In the same edition of the Herald on Monday, we learn there is another of those dubious Zanu PF organisations popping up its head. This one is called the “Patriots of Zimbabwe” and is headed by one Dr Patrick W Mamimine. It is clear this “patriot” is tasked with filling space in the Herald. But In doing so he raises some interesting issues.
He quotes President Mugabe for instance as saying “If the choice were made, one, for us to lose our sovereignty and become a member of the Commonwealth or remain with our sovereignty and lose the membership of the Commonwealth, I would say let the Commonwealth go.”
What Mamimine appears not to know is that Mugabe and his ministers made frantice efforts to prevent Zimbabwe’s eviction from the Club in December 2003. All that the organisation required from them was that they adhere to elementary tenets of good governance and human rights as set out in the Harare Declaration of 1991. Our sovereignty was never in doubt.
This, it appears, was a step too far. Most members from both the old Commonwealth and the new agreed that if Zimbabwe could not conform to its principles then it should go. Zimbabwe jumped before it was pushed to avoid humiliation.
Afterwards its publicists attempted to portray this episode as a victory for the old “white” Commonwealth. Obviously it was difficult to pin that tag on Nigeria. Or Barbados!
Zimbabwe, by the way, is still in violation of the Commonwealth’s norms and won’t be readmitted any time soon.
Meanwhile, perhaps Dr Mamimine could tell us something about his outfit, unheard of before now but making its appearance when an election is looming. What a coincidence! Who was it that said “patriotism is the last refuge of a scoundrel”.
UN Secretary-General Ban Ki-Moon made some intreresting remarks at the AU summit in Addis Ababa. He said the Arab Spring was a reminder that leaders must listen to their people.
“Events proved that repression is dead,” he said. Police power is no match to people power seeking dignity and justice.”
These remarks came as Zimbabwean journalists were threatened with arrest if they questioned the police chief’s term of office!
Also last week, an outfit called the Zimbabwe National Youth Service Graduates Association, a Zanu PF-aligned youth militia, invaded Kuimba Shiri bird garden at Lake Chivero demanding that the owners put up a portrait of President Mugabe.
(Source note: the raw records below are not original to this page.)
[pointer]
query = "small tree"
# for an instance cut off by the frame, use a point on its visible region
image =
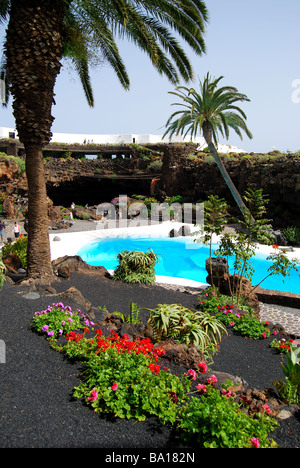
(253, 227)
(211, 111)
(215, 217)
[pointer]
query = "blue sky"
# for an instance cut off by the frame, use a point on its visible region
(254, 44)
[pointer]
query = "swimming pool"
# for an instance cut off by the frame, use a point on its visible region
(180, 258)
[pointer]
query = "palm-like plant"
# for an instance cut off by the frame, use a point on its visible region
(41, 32)
(210, 111)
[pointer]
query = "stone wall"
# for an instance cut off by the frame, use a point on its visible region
(278, 177)
(184, 172)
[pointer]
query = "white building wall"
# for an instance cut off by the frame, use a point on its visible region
(119, 139)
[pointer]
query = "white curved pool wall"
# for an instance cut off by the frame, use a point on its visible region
(71, 242)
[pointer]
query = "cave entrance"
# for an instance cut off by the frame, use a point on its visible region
(94, 190)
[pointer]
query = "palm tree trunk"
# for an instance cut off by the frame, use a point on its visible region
(38, 254)
(33, 48)
(233, 190)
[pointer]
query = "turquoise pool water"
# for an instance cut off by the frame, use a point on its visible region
(180, 258)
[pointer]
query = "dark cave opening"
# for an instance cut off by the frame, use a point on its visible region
(92, 191)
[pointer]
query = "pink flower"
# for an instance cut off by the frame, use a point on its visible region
(254, 442)
(267, 408)
(212, 380)
(226, 393)
(94, 395)
(202, 367)
(201, 388)
(192, 373)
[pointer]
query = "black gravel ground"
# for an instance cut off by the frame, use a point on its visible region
(36, 383)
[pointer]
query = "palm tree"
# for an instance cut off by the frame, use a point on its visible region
(41, 32)
(211, 111)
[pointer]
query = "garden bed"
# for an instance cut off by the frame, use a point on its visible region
(37, 383)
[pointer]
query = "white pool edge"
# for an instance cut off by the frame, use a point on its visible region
(71, 242)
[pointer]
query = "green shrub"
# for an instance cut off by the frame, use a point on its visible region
(186, 326)
(2, 272)
(292, 234)
(20, 162)
(218, 422)
(18, 247)
(136, 267)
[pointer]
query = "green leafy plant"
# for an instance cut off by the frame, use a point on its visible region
(184, 325)
(215, 217)
(136, 267)
(290, 388)
(242, 245)
(242, 323)
(283, 346)
(124, 378)
(58, 320)
(2, 272)
(18, 247)
(121, 377)
(292, 234)
(215, 421)
(134, 314)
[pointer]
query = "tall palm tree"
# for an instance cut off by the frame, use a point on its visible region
(41, 32)
(210, 111)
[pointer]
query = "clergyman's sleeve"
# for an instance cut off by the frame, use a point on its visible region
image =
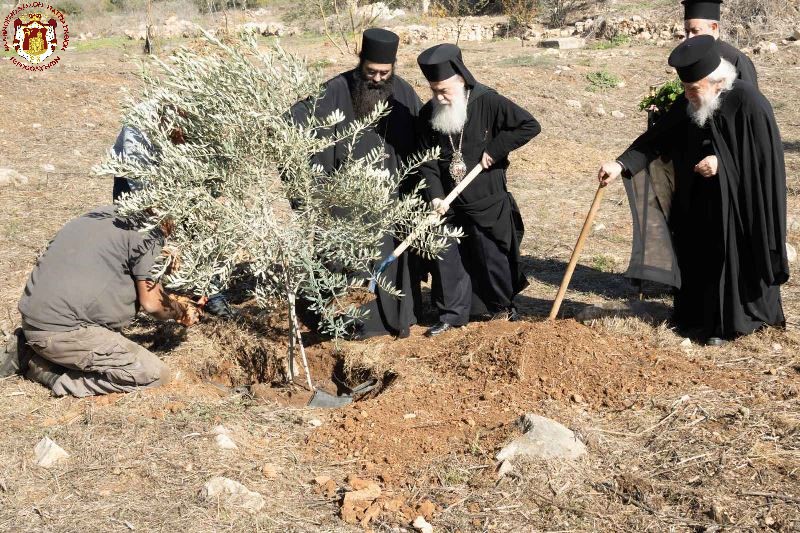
(517, 127)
They also objected to the birds being held captive.
A similar invasion last year by war veterans had resulted in Vice-President Joyce Mujuru intervening. She said it would never happen again. The ZTA also denounced last year’s invasion.
“Why are the police not investigating this?” owner Gary Stafford said. “This is political and a clear case of trespassing.”
Please don’t let us hear again about Zimbabwe’s declining tourism sector being a victim of sanctions. This was self-inflicted damage by Zanu PF thugs.
On the subject of lawlessness, we were interested to hear Minister Patrick Chinamasa’s remarks on white magistrates leaving the country at Independence, in what he termed a “mass exodus” leaving the country literally without magistrates.
He was addressing the Joint Command and Staff Course at the Staff College in Harare. We would have welcomed his views on the exodus of white judges. What led to their departure after 2000 and in particular what were the circumstances of Chief Justice Antony Gubbay’s exit from the bench?